Il Milan a Torino ha perso un’altra occasione per il salto di qualità. Resta “piccola” la squadra di Sinisa Mihajlovic, che non riesce a vincere uno scontro diretto con chi la precede. E’ successo solo col Sassuolo, ma con Inter, Napoli, Fiorentina e Juventus non ha raccolto punti. Non è un Milan molto diverso da quello di Massimiliano Allegri, Clarence Seedorf e Filippo Inzaghi. La campagna acquisti da 90 milioni di euro non ha cambiato volto a un gruppo che non riesce a ritrovare fiducia.

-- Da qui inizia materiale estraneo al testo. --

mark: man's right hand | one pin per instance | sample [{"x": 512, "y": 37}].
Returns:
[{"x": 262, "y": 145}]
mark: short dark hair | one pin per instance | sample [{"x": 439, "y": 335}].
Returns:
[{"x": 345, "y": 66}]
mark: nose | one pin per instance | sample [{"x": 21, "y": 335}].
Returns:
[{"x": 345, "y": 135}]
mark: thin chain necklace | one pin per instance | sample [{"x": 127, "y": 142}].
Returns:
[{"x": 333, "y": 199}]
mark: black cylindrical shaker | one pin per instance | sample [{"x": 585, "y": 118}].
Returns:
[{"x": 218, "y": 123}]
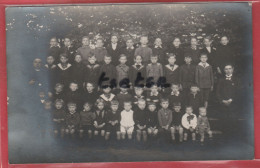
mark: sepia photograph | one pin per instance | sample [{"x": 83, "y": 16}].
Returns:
[{"x": 130, "y": 82}]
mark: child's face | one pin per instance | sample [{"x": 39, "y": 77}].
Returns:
[
  {"x": 107, "y": 60},
  {"x": 123, "y": 89},
  {"x": 177, "y": 108},
  {"x": 224, "y": 40},
  {"x": 158, "y": 42},
  {"x": 100, "y": 106},
  {"x": 64, "y": 60},
  {"x": 37, "y": 63},
  {"x": 47, "y": 106},
  {"x": 99, "y": 43},
  {"x": 139, "y": 91},
  {"x": 193, "y": 42},
  {"x": 78, "y": 58},
  {"x": 58, "y": 105},
  {"x": 107, "y": 90},
  {"x": 203, "y": 58},
  {"x": 114, "y": 39},
  {"x": 203, "y": 112},
  {"x": 187, "y": 60},
  {"x": 138, "y": 59},
  {"x": 85, "y": 41},
  {"x": 165, "y": 104},
  {"x": 53, "y": 42},
  {"x": 72, "y": 108},
  {"x": 229, "y": 70},
  {"x": 154, "y": 88},
  {"x": 122, "y": 60},
  {"x": 114, "y": 107},
  {"x": 175, "y": 88},
  {"x": 129, "y": 43},
  {"x": 89, "y": 87},
  {"x": 141, "y": 104},
  {"x": 67, "y": 42},
  {"x": 194, "y": 89},
  {"x": 127, "y": 106},
  {"x": 152, "y": 107},
  {"x": 176, "y": 42},
  {"x": 42, "y": 95},
  {"x": 92, "y": 60},
  {"x": 144, "y": 40},
  {"x": 189, "y": 110},
  {"x": 171, "y": 60},
  {"x": 87, "y": 107},
  {"x": 58, "y": 88},
  {"x": 154, "y": 60},
  {"x": 50, "y": 60},
  {"x": 73, "y": 87},
  {"x": 207, "y": 42}
]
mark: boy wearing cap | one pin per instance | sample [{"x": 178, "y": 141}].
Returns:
[
  {"x": 171, "y": 70},
  {"x": 152, "y": 121},
  {"x": 123, "y": 95},
  {"x": 187, "y": 75},
  {"x": 140, "y": 118},
  {"x": 176, "y": 121},
  {"x": 113, "y": 119}
]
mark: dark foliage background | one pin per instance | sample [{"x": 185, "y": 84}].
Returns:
[{"x": 29, "y": 30}]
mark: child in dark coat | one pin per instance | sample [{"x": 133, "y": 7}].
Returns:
[
  {"x": 204, "y": 78},
  {"x": 171, "y": 71},
  {"x": 69, "y": 50},
  {"x": 152, "y": 119},
  {"x": 64, "y": 70},
  {"x": 176, "y": 121},
  {"x": 107, "y": 72},
  {"x": 140, "y": 118},
  {"x": 187, "y": 76},
  {"x": 59, "y": 118},
  {"x": 114, "y": 50},
  {"x": 144, "y": 51},
  {"x": 129, "y": 51},
  {"x": 100, "y": 120},
  {"x": 137, "y": 72},
  {"x": 159, "y": 50},
  {"x": 54, "y": 49},
  {"x": 113, "y": 119},
  {"x": 177, "y": 50},
  {"x": 72, "y": 119},
  {"x": 87, "y": 117},
  {"x": 92, "y": 74},
  {"x": 193, "y": 51},
  {"x": 194, "y": 99},
  {"x": 78, "y": 69}
]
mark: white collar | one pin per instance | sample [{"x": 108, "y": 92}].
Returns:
[
  {"x": 201, "y": 64},
  {"x": 68, "y": 65}
]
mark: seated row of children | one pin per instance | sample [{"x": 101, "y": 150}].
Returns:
[{"x": 145, "y": 120}]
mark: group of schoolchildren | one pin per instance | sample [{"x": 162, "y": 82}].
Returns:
[{"x": 119, "y": 91}]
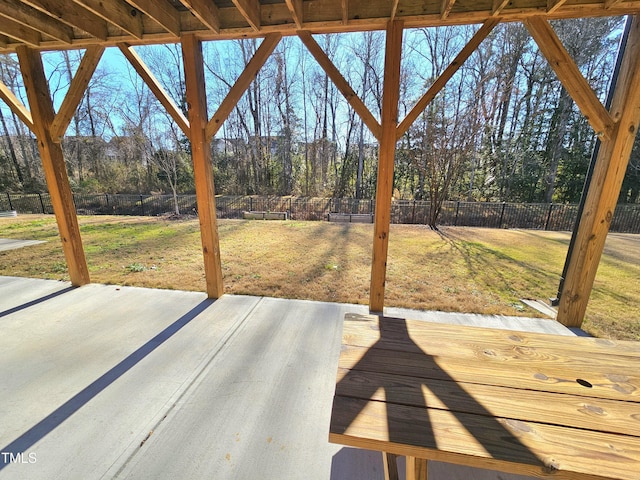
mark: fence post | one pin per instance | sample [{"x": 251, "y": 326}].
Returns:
[
  {"x": 42, "y": 203},
  {"x": 546, "y": 224}
]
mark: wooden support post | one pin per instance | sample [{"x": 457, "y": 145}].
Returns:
[
  {"x": 384, "y": 190},
  {"x": 202, "y": 169},
  {"x": 602, "y": 196},
  {"x": 416, "y": 468},
  {"x": 55, "y": 170}
]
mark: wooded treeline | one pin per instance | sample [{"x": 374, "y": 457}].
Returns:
[{"x": 503, "y": 129}]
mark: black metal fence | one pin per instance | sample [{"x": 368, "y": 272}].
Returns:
[{"x": 538, "y": 216}]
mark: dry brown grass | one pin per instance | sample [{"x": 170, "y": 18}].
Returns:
[{"x": 458, "y": 269}]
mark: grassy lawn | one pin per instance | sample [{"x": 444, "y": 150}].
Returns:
[{"x": 472, "y": 270}]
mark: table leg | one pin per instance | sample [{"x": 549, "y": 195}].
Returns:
[
  {"x": 390, "y": 466},
  {"x": 416, "y": 468}
]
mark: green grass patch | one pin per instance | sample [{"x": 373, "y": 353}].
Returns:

PRESIDENTE CUPO – Il tecnico serbo non è a rischio, ma la sconfitta dello Juventus Stadium non è piaciuta a Silvio Berlusconi, più furente che amareggiato non per la sconfitta in sé quanto per la mancanza di gioco. L’atteggiamento totalmente remissivo non è piaciuto al patron rossonero. E il Milan ha dimostrato anche di non saper reagire ai colpi avversari. La classifica permette ancora al Milan di vedere la zona Champions, ma non dovrà fallire da qui a Natale. Berlusconi nelle prossime settimane sarà spesso a Milanello e, secondo Tuttosport, non mancherà di mettere pressione alla squadra e all’allenatore. Se non avesse avuto già Seedorf e Inzaghi a libro paga, il serbo sarebbe stato già in bilico? A questo punto sembra difficile che a gennaio vengano investiti altri soldi.